When Kenneth Tanenbaum started raising the Kilmer Brownfield Equity Fund in early 2006, he knew he'd found a niche. While other infrastructure funds were piling into roads, bridges and utilities, Toronto's KBEF would specialize in Canadian brownfields: contaminated sites with second-life potential. The market liked Tanenbaum's pitch, not to mention the fact that KBEF parent company Kilmer Van Nostrand Co. had already kicked in $20 million. Tanenbaum and his fellow managing partners closed the fund last December with $100 million in assets, most it from institutional investors.

Tanenbaum bills KBEF as the nation's only private-equity pool dedicated to brownfields. It buys properties for $5 million to $15 million, finances cleanup and rezoning, and sells the shovel-ready land to commercial and residential developers. By this fall, it had sold one project, a former factory site in Mississauga. It also had a second sale under way and was negotiating several other purchases. Tanenbaum, son of Kilmer CEO and Maple Leaf Sports & Entertainment chairman Lawrence Tanenbaum, says the fund's centre of gravity is urban Ontario, but it is also active in Alberta, B.C. and Quebec.

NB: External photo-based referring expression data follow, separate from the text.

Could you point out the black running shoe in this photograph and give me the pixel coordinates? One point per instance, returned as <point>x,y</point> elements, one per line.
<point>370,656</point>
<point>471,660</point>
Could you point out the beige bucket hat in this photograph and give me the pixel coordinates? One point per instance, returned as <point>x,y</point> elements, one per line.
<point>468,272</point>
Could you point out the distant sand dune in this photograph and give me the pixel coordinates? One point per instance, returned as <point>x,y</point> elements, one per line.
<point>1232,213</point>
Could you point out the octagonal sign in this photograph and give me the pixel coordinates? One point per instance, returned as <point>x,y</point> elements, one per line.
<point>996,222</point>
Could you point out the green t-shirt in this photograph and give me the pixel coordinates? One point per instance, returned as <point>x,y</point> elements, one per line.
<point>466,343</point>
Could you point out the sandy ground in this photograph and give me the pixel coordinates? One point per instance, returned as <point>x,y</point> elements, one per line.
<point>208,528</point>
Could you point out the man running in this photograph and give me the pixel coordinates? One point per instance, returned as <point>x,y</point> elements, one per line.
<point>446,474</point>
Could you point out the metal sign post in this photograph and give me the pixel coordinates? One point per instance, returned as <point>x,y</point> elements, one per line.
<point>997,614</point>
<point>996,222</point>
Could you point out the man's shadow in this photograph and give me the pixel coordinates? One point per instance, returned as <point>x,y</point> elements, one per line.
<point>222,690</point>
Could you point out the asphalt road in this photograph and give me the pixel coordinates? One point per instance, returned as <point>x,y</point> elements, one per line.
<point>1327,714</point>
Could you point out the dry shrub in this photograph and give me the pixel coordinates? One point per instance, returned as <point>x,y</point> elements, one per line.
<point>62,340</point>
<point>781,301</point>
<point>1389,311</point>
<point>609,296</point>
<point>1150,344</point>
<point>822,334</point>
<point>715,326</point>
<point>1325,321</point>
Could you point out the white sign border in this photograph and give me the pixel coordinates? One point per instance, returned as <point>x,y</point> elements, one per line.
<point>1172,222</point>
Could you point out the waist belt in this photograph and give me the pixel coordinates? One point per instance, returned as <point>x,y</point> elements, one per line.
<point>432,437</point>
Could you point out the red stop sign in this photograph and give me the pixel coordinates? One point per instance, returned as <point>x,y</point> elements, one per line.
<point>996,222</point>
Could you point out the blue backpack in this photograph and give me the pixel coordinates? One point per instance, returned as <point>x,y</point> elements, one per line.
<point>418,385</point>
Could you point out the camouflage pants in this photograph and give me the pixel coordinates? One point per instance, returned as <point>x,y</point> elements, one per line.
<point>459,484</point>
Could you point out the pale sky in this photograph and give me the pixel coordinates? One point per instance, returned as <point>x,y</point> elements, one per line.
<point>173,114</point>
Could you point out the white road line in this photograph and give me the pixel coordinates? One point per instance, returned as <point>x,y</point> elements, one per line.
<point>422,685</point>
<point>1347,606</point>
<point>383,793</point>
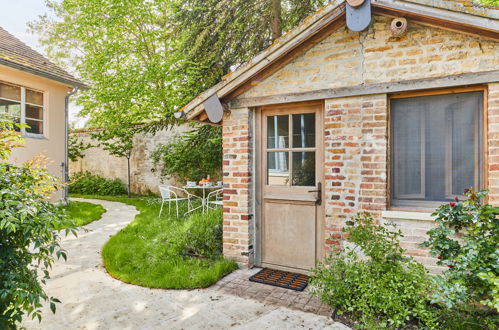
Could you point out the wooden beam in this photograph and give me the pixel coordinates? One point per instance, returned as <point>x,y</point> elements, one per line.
<point>267,58</point>
<point>464,79</point>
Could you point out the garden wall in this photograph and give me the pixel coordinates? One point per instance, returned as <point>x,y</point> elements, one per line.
<point>145,177</point>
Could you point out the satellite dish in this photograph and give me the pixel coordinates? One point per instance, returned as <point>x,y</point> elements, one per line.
<point>214,109</point>
<point>358,14</point>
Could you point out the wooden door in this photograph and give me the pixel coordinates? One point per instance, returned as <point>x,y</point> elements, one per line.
<point>291,169</point>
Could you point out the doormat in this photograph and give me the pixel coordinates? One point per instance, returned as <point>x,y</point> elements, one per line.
<point>282,279</point>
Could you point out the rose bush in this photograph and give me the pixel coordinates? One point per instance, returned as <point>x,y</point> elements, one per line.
<point>466,241</point>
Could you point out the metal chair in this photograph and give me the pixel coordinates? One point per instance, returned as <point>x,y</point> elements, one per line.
<point>171,194</point>
<point>217,197</point>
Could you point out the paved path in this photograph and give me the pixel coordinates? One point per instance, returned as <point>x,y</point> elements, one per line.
<point>91,299</point>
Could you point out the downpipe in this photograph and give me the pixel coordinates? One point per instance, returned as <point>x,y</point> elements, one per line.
<point>66,145</point>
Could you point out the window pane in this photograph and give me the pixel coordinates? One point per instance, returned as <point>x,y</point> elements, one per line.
<point>303,168</point>
<point>35,127</point>
<point>10,108</point>
<point>277,132</point>
<point>33,112</point>
<point>304,130</point>
<point>277,168</point>
<point>408,136</point>
<point>10,92</point>
<point>465,127</point>
<point>34,97</point>
<point>436,146</point>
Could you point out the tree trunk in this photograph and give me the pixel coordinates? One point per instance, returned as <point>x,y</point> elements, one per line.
<point>129,185</point>
<point>276,22</point>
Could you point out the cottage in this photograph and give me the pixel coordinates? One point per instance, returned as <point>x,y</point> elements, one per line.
<point>34,91</point>
<point>327,122</point>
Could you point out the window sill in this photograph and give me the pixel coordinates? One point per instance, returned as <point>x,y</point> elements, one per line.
<point>34,136</point>
<point>407,215</point>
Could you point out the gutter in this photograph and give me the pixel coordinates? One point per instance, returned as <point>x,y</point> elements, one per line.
<point>66,144</point>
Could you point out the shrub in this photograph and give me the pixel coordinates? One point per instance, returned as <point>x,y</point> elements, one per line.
<point>467,242</point>
<point>373,281</point>
<point>202,235</point>
<point>29,234</point>
<point>85,183</point>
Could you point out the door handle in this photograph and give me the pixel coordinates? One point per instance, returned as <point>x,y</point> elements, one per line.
<point>319,193</point>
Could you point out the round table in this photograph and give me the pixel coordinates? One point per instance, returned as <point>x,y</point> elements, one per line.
<point>204,201</point>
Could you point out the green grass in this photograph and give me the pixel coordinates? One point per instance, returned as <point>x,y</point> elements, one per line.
<point>83,213</point>
<point>156,252</point>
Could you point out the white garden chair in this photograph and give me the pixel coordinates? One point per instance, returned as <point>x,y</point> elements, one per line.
<point>215,198</point>
<point>171,194</point>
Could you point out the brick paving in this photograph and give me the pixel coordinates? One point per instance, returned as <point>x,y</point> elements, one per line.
<point>238,284</point>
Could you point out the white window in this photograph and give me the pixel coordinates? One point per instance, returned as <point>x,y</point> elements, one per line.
<point>23,106</point>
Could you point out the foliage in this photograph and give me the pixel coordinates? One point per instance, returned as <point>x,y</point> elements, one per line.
<point>467,242</point>
<point>151,251</point>
<point>382,289</point>
<point>76,147</point>
<point>202,235</point>
<point>192,156</point>
<point>9,138</point>
<point>29,234</point>
<point>83,213</point>
<point>88,183</point>
<point>144,60</point>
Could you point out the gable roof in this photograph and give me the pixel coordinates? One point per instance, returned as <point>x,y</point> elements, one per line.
<point>16,54</point>
<point>465,17</point>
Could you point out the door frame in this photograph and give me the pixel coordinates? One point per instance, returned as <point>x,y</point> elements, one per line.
<point>260,177</point>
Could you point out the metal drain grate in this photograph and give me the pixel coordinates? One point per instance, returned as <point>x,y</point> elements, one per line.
<point>282,279</point>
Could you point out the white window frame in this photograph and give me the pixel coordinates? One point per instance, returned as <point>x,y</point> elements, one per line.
<point>23,111</point>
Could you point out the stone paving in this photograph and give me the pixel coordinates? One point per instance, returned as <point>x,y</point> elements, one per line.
<point>93,300</point>
<point>238,284</point>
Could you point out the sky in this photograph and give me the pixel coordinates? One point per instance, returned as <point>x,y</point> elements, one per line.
<point>14,17</point>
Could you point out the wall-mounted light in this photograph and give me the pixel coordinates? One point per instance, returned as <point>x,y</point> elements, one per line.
<point>398,27</point>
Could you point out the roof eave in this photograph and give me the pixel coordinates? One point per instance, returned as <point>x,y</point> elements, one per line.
<point>43,74</point>
<point>384,7</point>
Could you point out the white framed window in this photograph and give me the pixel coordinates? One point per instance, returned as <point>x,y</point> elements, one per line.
<point>436,148</point>
<point>23,106</point>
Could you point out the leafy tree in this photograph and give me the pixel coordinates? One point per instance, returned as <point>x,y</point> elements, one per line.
<point>30,229</point>
<point>192,156</point>
<point>145,59</point>
<point>118,141</point>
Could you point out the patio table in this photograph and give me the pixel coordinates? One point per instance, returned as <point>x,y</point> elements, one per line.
<point>204,201</point>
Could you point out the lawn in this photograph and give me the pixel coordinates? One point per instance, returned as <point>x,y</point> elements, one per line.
<point>83,213</point>
<point>166,252</point>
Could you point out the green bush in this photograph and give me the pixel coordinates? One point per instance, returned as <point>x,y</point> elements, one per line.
<point>85,183</point>
<point>373,282</point>
<point>30,229</point>
<point>202,235</point>
<point>473,259</point>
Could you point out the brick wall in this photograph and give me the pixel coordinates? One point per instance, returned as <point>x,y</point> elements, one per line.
<point>355,131</point>
<point>347,58</point>
<point>238,181</point>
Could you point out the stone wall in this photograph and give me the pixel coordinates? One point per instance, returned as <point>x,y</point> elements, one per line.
<point>356,128</point>
<point>347,58</point>
<point>238,225</point>
<point>145,177</point>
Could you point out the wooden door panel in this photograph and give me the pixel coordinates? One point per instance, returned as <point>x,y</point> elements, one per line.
<point>289,234</point>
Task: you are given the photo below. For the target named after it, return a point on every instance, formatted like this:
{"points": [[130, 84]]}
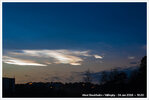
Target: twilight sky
{"points": [[55, 41]]}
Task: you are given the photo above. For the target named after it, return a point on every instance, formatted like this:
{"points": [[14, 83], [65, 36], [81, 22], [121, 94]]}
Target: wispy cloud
{"points": [[131, 57], [16, 61], [62, 56], [98, 57]]}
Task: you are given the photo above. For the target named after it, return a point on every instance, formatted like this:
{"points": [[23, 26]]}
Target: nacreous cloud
{"points": [[15, 61], [63, 56]]}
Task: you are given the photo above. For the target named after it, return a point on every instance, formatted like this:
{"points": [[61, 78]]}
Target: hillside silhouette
{"points": [[113, 82]]}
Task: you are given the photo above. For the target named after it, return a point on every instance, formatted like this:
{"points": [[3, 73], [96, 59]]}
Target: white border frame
{"points": [[73, 1]]}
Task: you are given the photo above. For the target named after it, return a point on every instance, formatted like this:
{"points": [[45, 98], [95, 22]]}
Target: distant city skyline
{"points": [[56, 41]]}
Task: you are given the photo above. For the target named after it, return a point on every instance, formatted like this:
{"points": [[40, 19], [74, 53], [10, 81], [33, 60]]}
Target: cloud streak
{"points": [[61, 56], [16, 61]]}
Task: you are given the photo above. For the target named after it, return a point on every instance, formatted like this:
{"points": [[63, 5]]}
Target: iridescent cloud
{"points": [[62, 56], [16, 61]]}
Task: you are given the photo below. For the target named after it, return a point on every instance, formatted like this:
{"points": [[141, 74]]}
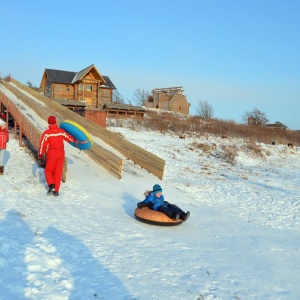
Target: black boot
{"points": [[51, 189], [184, 216], [175, 216]]}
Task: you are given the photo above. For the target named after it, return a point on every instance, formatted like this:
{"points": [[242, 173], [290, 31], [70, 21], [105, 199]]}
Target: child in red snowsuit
{"points": [[52, 144], [4, 138]]}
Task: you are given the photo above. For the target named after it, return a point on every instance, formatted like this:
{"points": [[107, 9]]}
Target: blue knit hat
{"points": [[157, 189]]}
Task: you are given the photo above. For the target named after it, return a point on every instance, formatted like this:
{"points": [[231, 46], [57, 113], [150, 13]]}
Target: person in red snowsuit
{"points": [[52, 145], [4, 138]]}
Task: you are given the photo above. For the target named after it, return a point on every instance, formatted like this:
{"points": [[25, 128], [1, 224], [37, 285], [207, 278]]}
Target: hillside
{"points": [[240, 242]]}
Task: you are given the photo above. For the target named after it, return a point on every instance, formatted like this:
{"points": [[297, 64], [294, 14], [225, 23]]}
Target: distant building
{"points": [[169, 99]]}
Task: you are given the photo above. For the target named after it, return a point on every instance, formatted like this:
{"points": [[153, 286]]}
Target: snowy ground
{"points": [[240, 242]]}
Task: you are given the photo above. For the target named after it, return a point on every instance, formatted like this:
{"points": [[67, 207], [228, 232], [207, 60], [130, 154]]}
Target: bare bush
{"points": [[201, 127], [229, 154]]}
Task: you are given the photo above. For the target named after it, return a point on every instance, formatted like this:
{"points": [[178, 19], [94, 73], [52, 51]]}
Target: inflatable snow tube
{"points": [[80, 134], [150, 216]]}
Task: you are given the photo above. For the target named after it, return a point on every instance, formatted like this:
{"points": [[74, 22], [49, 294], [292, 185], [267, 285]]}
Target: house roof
{"points": [[71, 102], [68, 77]]}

Although as many as 100,000 contaminated sites dot the Canadian landscape, the KBEF president explains that very few are ripe for brownfield plays. His fund zeroes in on a small group of properties that have manageable risks and appeal to builders.

Tanenbaum gives three reasons why Canadian brownfield investment is taking off. First, buyers like KBEF can now limit their risk because most provinces have spelled out the environmental standards that have to be met. Then there are government programs such as Ontario's Places to Grow, which seeks to confine 40% of all new residential development to urban cores. Third, new disclosure rules force Canadian public corporations to include polluted properties as a liability on their books, so owners are often keen to unload them.

With a minimum commitment of $1 million, KBEF was designed for institutions and wealthy individuals. Tanenbaum won't talk about compensation, but private-equity funds typically charge a 2% management fee and a 20% performance fee. Retail investors can buy into KBEF through Kensington Capital Partners, a Toronto private-equity fundof- funds shop that manages some $400 million in assets.

While traditional infrastructure funds target utility-type returns in the low teens, Tanenbaum says, so far, KBEF has exceeded its goal of at least 20%. By turning dirty land into clean, the fund does more than seek a profit, says Tanenbaum. "It's helping to solve problems for communities-and, I think, to build them."